It seems the community did not understand what I mean. So let's simplify the concepts with numbers. There are 330 million people in the USA or let's say 100 million families. Further, let's say the basic need of each family can be met by 100 thousand a year. So the total expenses to cover the basic need for the people of the USA is 100 million times 100 thousand which is 10 trillion. The worth or total assets of the USA is more than 400 trillion. So we only need 3% worth of tax to cover the basic needs of the people. What are we doing with the present tax system?
EDIT Motivation: There is a clear distinction between human's "basic needs" and "wants" if not, every govt should have its own distinctions. The point is, that each Govt should be capable of satisfying the basic needs of the people first, before considering anything else. To achieve this goal, IMHO, one needs to organize the requirement at the source. For every dollar Govt prints, a percentage needs to go towards providing the basic needs. A Govt needs to be rich in order to do justice to the people. In addition, human needs to understand that primary purpose of the work is to serve humanity, not to earn money for themselves alone.
I am trying to understand the economic consequences if a country decides to tax every bank account but not the earner alone. This means instead of income tax, govt would collect money by having negative interest rates on the people or companies, who have money in their banks. The reason for such action is to reduce inequality. This can have a balance version as well, meaning some amount tax and some negative interest on the saving accounts.
The idea of negative interest is that you pay money to the Govt instead of getting money from the bank as interest. Here, saving is not encouraging as the present crisis is related to an imbalance of money in people's accounts. This is derived from the fact that poor people have no money to do anything but some have all to do anything.
EDIT: Here assumption is work and money are replaceable and a kind of one-to-one bijection and reversible mapping. The present tax system replaces work with money, my question is, can we rotate money with money (or add a map/cycle in the system). Can we have money to the money in the tax system as well (not a job to money alone, which is the present tax system)?
There is no reference to the above, as it is an idea to reduce the imbalance of living standard of people of the world.
EDIT: The question may not be clear because we tend to differentiate money between different accounts. For example money in a savings account is treated differently than in a loan account. My point is this distinction is artificial? Both should be treated as the same. Secondly, any other form of value is not in the picture, so the question has nothing to do with the existing wealth tax.
EDIT: The closest I can think of is sales tax. You pay tax for each sale it does not matter who sells to whom and what it is. Exactly you pay tax on each dollar in the bank.

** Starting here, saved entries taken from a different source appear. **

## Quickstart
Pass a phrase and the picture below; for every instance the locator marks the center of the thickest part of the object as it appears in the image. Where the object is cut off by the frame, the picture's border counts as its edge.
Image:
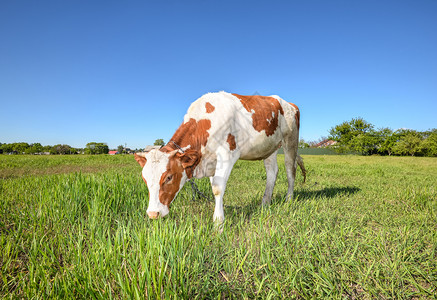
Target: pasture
(361, 227)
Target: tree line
(360, 136)
(37, 148)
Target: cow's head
(165, 174)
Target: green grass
(361, 227)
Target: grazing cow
(218, 129)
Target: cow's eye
(169, 178)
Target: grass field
(361, 227)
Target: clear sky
(73, 72)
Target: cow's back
(253, 125)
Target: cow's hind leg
(271, 166)
(290, 152)
(225, 163)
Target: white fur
(230, 117)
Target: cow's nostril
(153, 214)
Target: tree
(386, 140)
(61, 149)
(429, 144)
(34, 148)
(409, 143)
(356, 135)
(159, 142)
(96, 148)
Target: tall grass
(361, 227)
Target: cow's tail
(299, 161)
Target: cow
(219, 129)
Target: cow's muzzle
(153, 214)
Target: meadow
(359, 228)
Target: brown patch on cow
(140, 159)
(265, 112)
(209, 107)
(231, 142)
(297, 115)
(194, 134)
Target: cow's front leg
(225, 162)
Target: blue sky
(73, 72)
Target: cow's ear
(189, 159)
(140, 159)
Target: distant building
(325, 143)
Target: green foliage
(120, 149)
(361, 228)
(354, 136)
(303, 144)
(159, 142)
(429, 145)
(96, 148)
(360, 137)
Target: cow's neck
(190, 135)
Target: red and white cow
(218, 129)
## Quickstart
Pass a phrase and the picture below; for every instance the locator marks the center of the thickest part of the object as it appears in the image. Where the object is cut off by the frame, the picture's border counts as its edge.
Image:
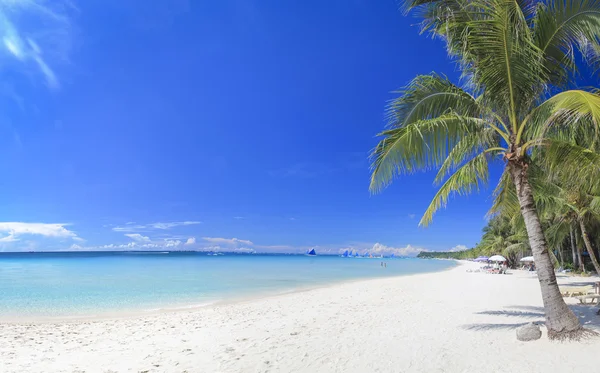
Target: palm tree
(517, 60)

EDIT: Example: A person/company has different bank accounts for example say Checking accounts, Savings accounts, Money market accounts,(MMAs), certificate of deposit accounts (CDs), and the person/company has 100 dollars in each account so the person/company pays tax on 400 dollars. One can say it is a kind of wealth tax but wealth is related to cash alone.
The question is if there is a tax i.e. to pay to the Govt, from every bank account (like every job pays tax). whether this would lead to unsustainable "economic consequences"?
EDIT: Finally, I think I got the correct terminology. Wikipedia states that the financial position of the United States contains assets of at least 269.6 trillion and debts of 145.8 trillion. I postulate there would be at least that much cash in the USA. This cash may not be in bank accounts but must be in some form, in people's or companies' names? My whole question was to tax on these amounts not on "income".
Final EDIT: It is not wealth tax. For example, X has 500K and bought a house from Y. Now X does not pay tax but Y does, as he has 500K. Now if X borrows 200K by mortgaging the house then he has to pay tax on 200K. The general concept is that X should not pay tax as he is taking a loan. The point is paying interest is not a contribution to society so it should not be an excuse for not paying taxes. Proposing to change paying tax on the basis of income but it is based on the worth of a person. I am not saying there should not be a wealth tax I am just explaining in this edit the difference between the wealth tax and the proposed one.